Monday, October 15, 2012

Colors Signify Diseases

"Remember color crayons? Close your eyes and imagine opening a fresh box. No, seriously. Go ahead and do it. I promise it will come back to you. Can't you just smell those fresh Crayolas? Remember the original eight colors? They were red, yellow, black, brown, green, blue, orange and violet. Give me a box of those crayons and coloring book -- or even a blank piece of paper -- and I could keep myself occupied for hours.
Every once in a while my mama would spring for one of the larger boxes that had silver and gray and turquoise and yellow green and lavender and forest green and colors I didn't recognize. I enjoyed trying to match the colors I encountered in real life with those I found in my 64-count box of Crayola crayons. Of course the crayons didn't stay in pristine condition for long and they didn't stay in the original box for long.

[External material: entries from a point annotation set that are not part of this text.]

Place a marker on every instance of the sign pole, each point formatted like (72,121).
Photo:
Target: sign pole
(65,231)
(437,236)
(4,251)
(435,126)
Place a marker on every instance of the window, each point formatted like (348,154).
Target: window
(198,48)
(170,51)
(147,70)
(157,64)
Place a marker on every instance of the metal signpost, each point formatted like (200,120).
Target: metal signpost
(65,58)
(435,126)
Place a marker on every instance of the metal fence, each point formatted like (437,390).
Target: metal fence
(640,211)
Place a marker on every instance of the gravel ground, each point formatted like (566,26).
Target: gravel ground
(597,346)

My sister and I would use those crayons up. It didn't take long for them to become so short that we had to peel the paper away to reveal more wax and then the official names -- like magenta and sepia and mulberry -- were lost to us forever. We had some spirited arguments over questions like, did you color Mickey Mouse's shirt sea green or pine green or periwinkle. The one Crayola color I never used was plain old pink. I left that one to my sister because everybody knew pink was a girl's color.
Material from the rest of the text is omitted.